Aside from a two-part novella from BCS (which was just a flash away from counting as a novel), July was a relatively light month in the webzine world. The number of noteworthy stories is also light, but Clarkesworld continued its resurgence with a July issue that was probably even better overall than the June (though each had a standout story), Ellen Datlow picked another for Tor.com, and some other zines also contributed particularly good work.
In addition (and not unrelated) to the Clarkesworld streak, June’s preponderance of SF over F continued in July.
The numbers for this month were thirty-five stories from eleven prozines, of which I read thirty-two of 178K words.
- “Last Chance” by Nicole Kornher-Stace, Clarkesworld, novelette (rec)
- “The Martian Obelisk” by Linda Nagata, Tor.com, short story (rec)
- “Good News” by Jack McDevitt, Nature, short story
- “The Law of Conservation of Data” by John Grant, Lightspeed, novelette
- “The Significance of Significance” by Robert Reed, Clarkesworld, short story
- “Fallow” by Ashley Blooms, Shimmer (May 2017), short story
I mentioned the Reed in the recommendation of the Kornher-Stace story. The McDevitt is a flash on environmental messes and overpopulation.

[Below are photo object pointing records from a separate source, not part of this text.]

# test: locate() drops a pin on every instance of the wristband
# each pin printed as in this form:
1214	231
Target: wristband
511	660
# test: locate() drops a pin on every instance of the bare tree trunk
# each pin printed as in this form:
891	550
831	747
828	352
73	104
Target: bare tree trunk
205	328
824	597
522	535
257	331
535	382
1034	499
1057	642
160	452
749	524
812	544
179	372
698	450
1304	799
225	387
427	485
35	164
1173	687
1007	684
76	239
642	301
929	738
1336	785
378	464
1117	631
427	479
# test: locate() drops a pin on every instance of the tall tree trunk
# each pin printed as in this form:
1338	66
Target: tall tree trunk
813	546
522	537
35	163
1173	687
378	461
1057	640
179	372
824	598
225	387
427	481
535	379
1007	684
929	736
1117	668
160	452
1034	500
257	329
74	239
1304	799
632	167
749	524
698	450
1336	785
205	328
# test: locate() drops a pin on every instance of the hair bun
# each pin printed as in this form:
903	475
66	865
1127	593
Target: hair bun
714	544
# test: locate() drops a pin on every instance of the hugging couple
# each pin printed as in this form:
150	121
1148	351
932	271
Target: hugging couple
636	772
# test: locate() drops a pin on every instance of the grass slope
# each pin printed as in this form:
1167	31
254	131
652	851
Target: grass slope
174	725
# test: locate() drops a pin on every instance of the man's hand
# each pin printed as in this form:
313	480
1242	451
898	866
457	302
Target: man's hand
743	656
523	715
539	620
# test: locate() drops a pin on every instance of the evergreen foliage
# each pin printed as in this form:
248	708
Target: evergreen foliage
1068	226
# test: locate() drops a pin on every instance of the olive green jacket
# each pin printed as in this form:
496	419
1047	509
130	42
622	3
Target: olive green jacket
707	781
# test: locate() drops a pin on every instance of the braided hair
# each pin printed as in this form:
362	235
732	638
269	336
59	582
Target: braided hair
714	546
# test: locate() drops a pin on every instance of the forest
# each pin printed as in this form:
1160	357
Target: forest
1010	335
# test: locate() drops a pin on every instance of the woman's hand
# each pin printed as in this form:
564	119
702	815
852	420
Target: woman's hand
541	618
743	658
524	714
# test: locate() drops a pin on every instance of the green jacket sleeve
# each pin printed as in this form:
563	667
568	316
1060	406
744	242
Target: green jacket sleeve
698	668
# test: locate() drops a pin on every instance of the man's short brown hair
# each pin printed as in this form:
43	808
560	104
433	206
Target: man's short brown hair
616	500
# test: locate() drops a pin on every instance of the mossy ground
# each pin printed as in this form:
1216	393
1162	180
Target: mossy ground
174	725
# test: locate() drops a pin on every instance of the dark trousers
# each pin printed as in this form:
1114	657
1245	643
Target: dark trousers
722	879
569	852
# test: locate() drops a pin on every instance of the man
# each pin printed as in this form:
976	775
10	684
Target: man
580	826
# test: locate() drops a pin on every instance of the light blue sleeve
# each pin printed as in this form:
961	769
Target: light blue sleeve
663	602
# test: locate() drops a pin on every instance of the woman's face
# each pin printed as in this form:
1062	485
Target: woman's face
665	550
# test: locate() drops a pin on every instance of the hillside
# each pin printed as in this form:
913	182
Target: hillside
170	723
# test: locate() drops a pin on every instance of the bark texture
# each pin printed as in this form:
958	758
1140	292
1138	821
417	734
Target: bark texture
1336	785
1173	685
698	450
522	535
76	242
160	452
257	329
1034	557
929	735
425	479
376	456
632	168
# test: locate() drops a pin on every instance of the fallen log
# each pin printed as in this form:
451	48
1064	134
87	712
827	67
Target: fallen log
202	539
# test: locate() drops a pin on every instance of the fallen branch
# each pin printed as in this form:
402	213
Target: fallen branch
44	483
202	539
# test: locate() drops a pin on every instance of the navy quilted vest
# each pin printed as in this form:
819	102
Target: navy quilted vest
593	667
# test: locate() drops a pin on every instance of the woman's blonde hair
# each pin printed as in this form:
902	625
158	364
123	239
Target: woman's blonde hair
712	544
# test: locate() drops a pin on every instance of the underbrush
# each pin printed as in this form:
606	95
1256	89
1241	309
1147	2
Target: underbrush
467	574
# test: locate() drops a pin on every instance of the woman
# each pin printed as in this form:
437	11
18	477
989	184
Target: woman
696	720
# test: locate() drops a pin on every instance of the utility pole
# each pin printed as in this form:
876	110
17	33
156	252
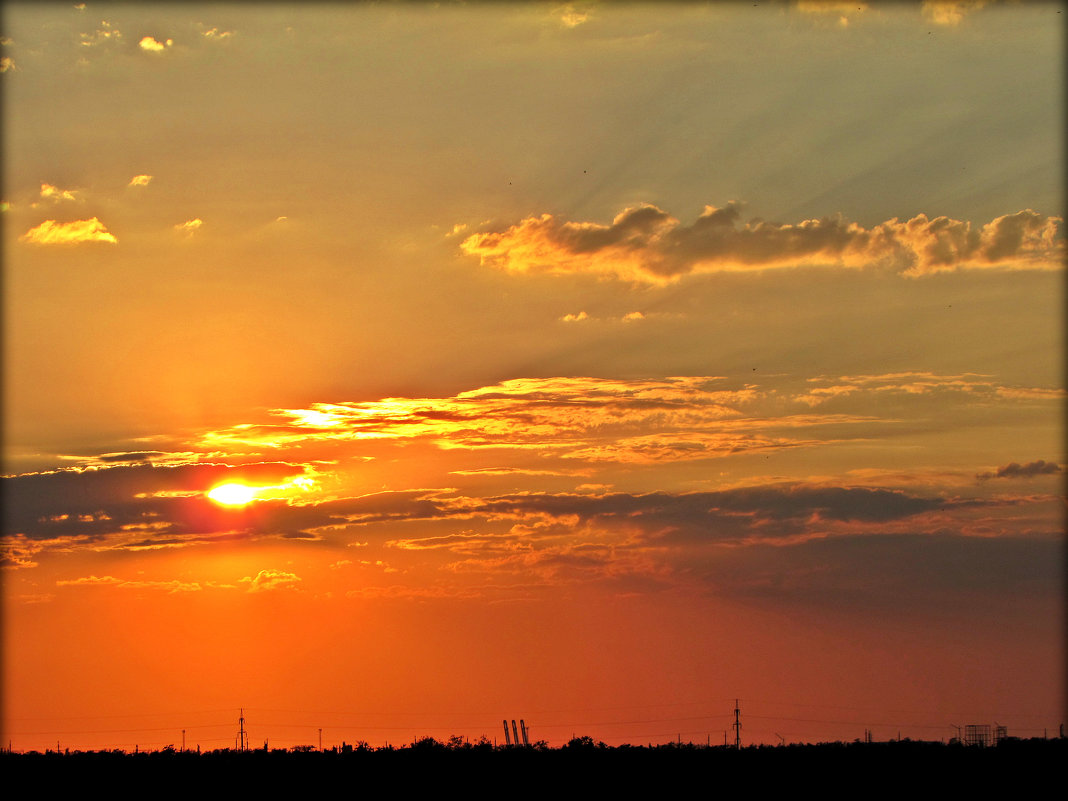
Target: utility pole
737	725
242	737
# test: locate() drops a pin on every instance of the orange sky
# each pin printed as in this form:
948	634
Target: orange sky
580	366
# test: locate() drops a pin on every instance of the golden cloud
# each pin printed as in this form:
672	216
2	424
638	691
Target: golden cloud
170	586
51	232
189	226
949	12
153	45
267	580
645	245
56	194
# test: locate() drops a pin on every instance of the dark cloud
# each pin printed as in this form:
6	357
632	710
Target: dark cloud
1015	470
645	244
899	574
95	502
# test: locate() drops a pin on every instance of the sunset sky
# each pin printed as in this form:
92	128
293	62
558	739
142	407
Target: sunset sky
592	364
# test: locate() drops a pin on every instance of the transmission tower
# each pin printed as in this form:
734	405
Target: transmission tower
242	736
737	725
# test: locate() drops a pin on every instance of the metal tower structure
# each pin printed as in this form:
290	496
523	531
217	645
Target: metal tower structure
242	736
737	725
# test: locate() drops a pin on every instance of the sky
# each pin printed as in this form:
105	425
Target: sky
396	368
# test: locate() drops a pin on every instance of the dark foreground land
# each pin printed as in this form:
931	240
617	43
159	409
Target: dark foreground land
1030	768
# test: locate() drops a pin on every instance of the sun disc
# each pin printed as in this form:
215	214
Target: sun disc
232	495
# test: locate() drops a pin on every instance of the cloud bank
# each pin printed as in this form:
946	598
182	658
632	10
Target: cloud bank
51	232
646	245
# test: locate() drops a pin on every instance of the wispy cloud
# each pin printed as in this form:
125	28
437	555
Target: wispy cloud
169	586
569	16
644	244
105	34
56	194
949	12
271	580
189	226
51	232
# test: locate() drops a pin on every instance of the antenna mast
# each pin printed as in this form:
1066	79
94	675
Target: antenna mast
242	736
737	725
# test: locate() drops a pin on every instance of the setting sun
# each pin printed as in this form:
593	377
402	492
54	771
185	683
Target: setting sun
233	495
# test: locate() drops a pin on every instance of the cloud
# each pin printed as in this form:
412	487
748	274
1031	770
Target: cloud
949	12
170	586
569	17
844	11
645	245
269	580
51	232
56	194
106	34
1015	470
152	45
189	226
216	34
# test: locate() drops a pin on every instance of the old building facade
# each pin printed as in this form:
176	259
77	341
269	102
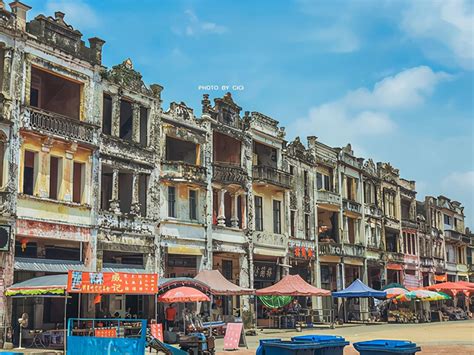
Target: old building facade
97	175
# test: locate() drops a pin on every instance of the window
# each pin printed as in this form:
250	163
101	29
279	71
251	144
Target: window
276	217
143	126
293	223
29	172
323	182
126	120
307	229
447	220
258	213
2	155
193	204
292	170
107	114
305	179
55	177
172	201
78	182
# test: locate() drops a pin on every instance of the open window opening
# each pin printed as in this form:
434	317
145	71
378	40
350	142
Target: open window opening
55	176
227	150
126	120
30	171
328	226
107	114
55	93
264	155
78	181
180	150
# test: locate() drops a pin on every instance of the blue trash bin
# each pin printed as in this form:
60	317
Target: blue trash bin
330	344
314	346
385	347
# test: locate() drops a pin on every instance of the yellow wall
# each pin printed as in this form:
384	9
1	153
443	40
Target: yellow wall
69	153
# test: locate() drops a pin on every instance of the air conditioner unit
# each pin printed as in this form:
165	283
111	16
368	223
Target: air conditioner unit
5	232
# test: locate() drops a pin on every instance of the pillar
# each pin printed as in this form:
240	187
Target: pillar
234	208
114	202
221	212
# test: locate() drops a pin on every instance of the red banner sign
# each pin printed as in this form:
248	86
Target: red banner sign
106	333
111	282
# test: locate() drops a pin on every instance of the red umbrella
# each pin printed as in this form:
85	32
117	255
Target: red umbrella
453	287
183	294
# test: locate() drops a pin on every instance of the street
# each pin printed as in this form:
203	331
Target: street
434	338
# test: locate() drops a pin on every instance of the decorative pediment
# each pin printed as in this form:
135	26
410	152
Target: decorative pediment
125	76
181	111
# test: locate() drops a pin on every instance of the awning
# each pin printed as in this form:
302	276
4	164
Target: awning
292	285
47	265
182	295
359	289
43	285
397	267
220	285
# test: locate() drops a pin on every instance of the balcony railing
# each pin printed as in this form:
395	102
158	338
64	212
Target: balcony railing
328	197
374	211
229	174
178	170
58	125
352	206
272	176
341	249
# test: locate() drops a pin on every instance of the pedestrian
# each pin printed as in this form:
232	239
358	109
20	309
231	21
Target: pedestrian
170	316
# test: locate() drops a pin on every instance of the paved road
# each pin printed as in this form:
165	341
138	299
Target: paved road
434	338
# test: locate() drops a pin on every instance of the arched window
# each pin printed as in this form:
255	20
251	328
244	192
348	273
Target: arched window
3	160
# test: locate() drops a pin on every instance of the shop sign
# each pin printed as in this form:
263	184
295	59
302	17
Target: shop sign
301	249
264	271
111	283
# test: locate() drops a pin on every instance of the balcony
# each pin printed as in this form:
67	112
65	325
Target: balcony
328	197
272	176
61	126
395	257
372	210
229	174
341	249
409	224
351	206
180	171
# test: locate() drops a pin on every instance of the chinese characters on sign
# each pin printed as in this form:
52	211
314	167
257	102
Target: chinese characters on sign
112	282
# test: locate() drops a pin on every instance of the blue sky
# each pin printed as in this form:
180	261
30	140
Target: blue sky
394	78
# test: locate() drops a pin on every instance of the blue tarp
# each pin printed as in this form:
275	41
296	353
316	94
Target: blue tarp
359	289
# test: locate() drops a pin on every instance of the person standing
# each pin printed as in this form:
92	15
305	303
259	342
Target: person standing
170	316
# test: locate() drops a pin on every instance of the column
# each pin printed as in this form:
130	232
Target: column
115	116
136	122
234	207
243	203
135	208
115	202
221	212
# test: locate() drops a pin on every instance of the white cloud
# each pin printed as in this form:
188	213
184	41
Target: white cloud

The Grant is a kind of Egan-esque (or anti-Egan-esque) second-person tale with data stream people squirting around black holes except that it’s not supposed to be even better than the real thing.
Because Ashley Blooms’ story seemed so weird, I decided to look for anything else out there that would indicate whether this was an exception or a rule. Turns out she has two other stories and I was able to read “Fallow,” which gets a belated honorable mention. It indicates the weirdness could be a rule, though “Fallow” is a little more generically “literary” somehow and less boldly idiosyncratic.